He’s a huge fan of animation, like most boys his age (early teens), and has already dabbled quite a bit in making his own movie with Lego characters, etc.
There are heaps of apps and assorted software for budding directors to now make their own masterpieces. The workshop teacher personally recommended this app in particular for creating stop-motion movies: Stop Motion Studio, and it can be found here. http://www.cateater.com/stopmotionstudio/
It’s apparently quite easy to use and gives really good results. Will have to have a play and see what it’s like.
But it made me think of how much animation has evolved over the years, from primitive inked cartoons, revolutionised by Walt Disney, to the extravagant lifelike CGI pieces that easily blur the line between reality & fantasy. There are so many different themes and styles in the world of animation. Once the realm of specialists, it is now available to everyone, and so easy to do.
Like animation, cartoons and comic strips were also once the realm of dedicated artists, but now are available in so many different easy-to-use formats, that anyone can have a go. Check this blog out here for some more ideas.

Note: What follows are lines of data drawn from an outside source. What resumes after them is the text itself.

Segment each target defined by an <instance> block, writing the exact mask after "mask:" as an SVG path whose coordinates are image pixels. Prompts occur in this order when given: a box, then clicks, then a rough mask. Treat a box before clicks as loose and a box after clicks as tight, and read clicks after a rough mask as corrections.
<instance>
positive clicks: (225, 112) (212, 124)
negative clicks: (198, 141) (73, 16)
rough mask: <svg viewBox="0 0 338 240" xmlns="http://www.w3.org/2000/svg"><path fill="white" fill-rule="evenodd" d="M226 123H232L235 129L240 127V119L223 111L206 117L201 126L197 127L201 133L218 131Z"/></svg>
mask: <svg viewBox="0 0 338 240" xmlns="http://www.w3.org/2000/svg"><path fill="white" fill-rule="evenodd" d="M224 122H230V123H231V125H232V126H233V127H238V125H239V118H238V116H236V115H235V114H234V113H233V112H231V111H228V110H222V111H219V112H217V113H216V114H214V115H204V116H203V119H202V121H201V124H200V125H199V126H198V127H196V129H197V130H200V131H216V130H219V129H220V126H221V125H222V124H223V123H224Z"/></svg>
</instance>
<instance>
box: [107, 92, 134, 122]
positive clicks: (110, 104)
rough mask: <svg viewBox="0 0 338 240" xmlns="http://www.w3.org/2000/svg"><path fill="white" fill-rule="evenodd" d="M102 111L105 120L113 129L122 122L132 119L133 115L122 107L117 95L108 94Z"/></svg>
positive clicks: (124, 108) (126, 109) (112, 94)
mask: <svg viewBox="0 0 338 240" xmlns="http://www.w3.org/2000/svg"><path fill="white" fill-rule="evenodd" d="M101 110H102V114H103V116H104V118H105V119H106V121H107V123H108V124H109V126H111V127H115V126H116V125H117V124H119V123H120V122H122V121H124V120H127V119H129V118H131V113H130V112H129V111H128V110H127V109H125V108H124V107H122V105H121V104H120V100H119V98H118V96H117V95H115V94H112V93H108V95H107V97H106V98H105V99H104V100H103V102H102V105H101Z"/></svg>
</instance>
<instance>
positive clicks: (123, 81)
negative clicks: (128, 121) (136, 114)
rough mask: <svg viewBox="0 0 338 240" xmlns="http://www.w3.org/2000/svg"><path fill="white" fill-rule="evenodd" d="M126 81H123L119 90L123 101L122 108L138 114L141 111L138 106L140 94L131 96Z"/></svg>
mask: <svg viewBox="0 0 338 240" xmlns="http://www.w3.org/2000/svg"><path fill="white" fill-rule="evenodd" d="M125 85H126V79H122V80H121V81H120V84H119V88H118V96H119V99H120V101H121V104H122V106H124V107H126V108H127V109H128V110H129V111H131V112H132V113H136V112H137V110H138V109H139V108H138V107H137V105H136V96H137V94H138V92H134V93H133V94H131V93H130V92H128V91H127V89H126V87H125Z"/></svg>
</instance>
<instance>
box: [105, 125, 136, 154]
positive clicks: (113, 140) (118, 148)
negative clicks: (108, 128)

I think anything that encourages students to be more creative, is a great thing. So what if it doesn’t involve pen & paper anymore? The important thing is that they enjoy themselves through creative visual expression.
This is one of the great benefits of ICTs, in that it has provided accessible opportunities for younger generations to unleash their own creative spark and make something really extraordinary. Regardless of how they achieve this, it can never be a bad thing.